AMMAN — Arab countries are expected to face severe water scarcity as early as 2015, when the annual per capita water share in the region will fall to less than 500 cubic metres, a recent report warned.

The situation of water resources is nearing a crisis in most Arab countries, the report said, attributing the degradation to misguided short-term outlooks and political inertia when it comes to introducing reforms in the water sector.

The Green Economy in a Changing Arab World Report, recently launched by the Arab Forum for Environment and Development (AFED), said that by 2015, the region’s projected annual per capita water share will be less than one-tenth of the global average of over 6,000 cubic metres.

“An annual per capita water share below 1,000 cubic metres is considered to pose a significant constraint to economic development, health and well-being; below 500 cubic metres, water scarcity becomes a threat to life,” indicated the report, which was launched on Thursday at the University of Jordan.

AFED Secretary General Najib Saab said that one of the main drivers of the Arab Spring uprisings was unemployment — a challenge he said could be met with a focus on environment-friendly development.

“Turning to a green economy in the Arab world will help create millions of decent and sustainable job opportunities,” Saab said at the launch event.

The report indicated that more than 45 million people in the Arab world, or 10 per cent of the population, lack access to clean water and safe sanitation.

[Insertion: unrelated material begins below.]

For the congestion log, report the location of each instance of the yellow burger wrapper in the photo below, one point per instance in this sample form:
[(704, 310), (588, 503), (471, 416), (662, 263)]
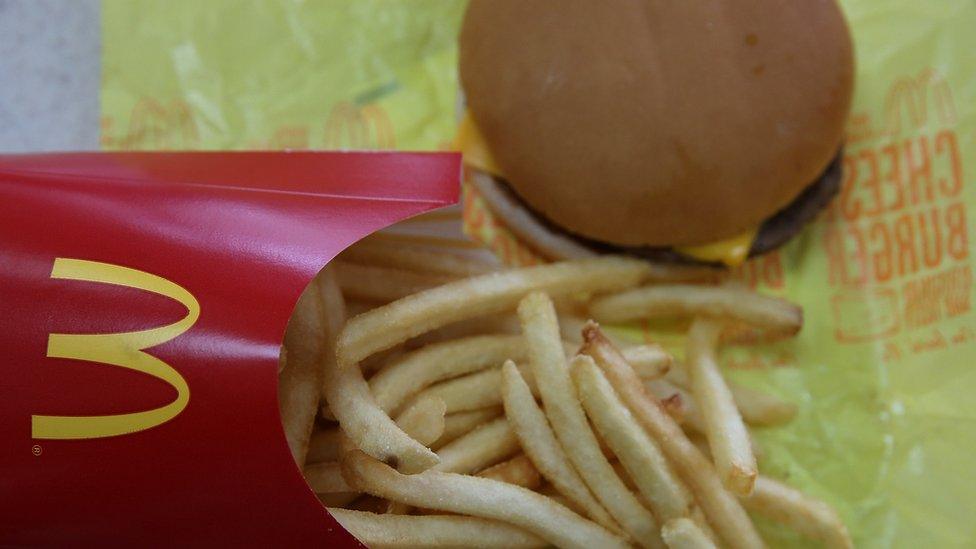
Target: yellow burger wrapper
[(883, 371)]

“In addition, water pollution is a serious challenge in the region, attributed to the use of high levels of chemicals in agriculture as well as increasing inflows of inadequately treated domestic and industrial waste into water bodies,” the report said.

It also indicated that the lack of sanitation for large segments of the population contributed to water becoming polluted with raw sewage.

Introducing institutional, legal and policy reforms that affect water use, regulation and governance are among the keys to addressing the challenges of the water sector in Arab countries, the report suggested.

“Arab states need to shift the focus from large-scale investments in supply-side projects and instead concentrate on demand-side policies that control and regulate water access, promote irrigation and water use efficiency, and prevent water pollution,” the report said.

The report said that a green development agenda for Arab countries would generate economic dividends, while improving environmental and social conditions.

“In addition to meeting the demand for change, an Arab green economy will address the shortfalls of past Arab economic performance, from poverty and unemployment to food and water security threats,” the survey indicated.

In agriculture, the report said that most water irrigation systems in Arab countries were inefficient and that agriculture was already using over 85 per cent of available natural freshwater resources, with an efficiency of less than 50 per cent on average and as low as 30 per cent in many Arab countries.

It proposed applying a more sustainable approach to the use of limited land and water resources, introducing subsidies and land reforms, and empowering farmers and agricultural workers.

The report also criticised solid waste management in Arab states.

“The waste management sector in the Arab countries is characterised by underdevelopment, underinvestment and high-risk ‘waste dumping’ practices,” the study said.

It indicated that although the volume of waste generated was increasing alarmingly, many Arab countries lacked national strategies or integrated plans for municipal solid waste management.

President of the Jordan Environment Society Mohammad Masalha said that the report showed the Arab region’s potential for shifting to a green economy in order to achieve sustainable growth.

“This report represents a clear action plan for Arab countries to identify loopholes and follow proposed measures that can help improve the environment and push economic growth,” Masalha said.

The report analysed the shortcomings in vital sectors in the Arab world, including agriculture, water, industry, transportation, cities and buildings, solid waste management, energy and tourism, and proposed reform measures.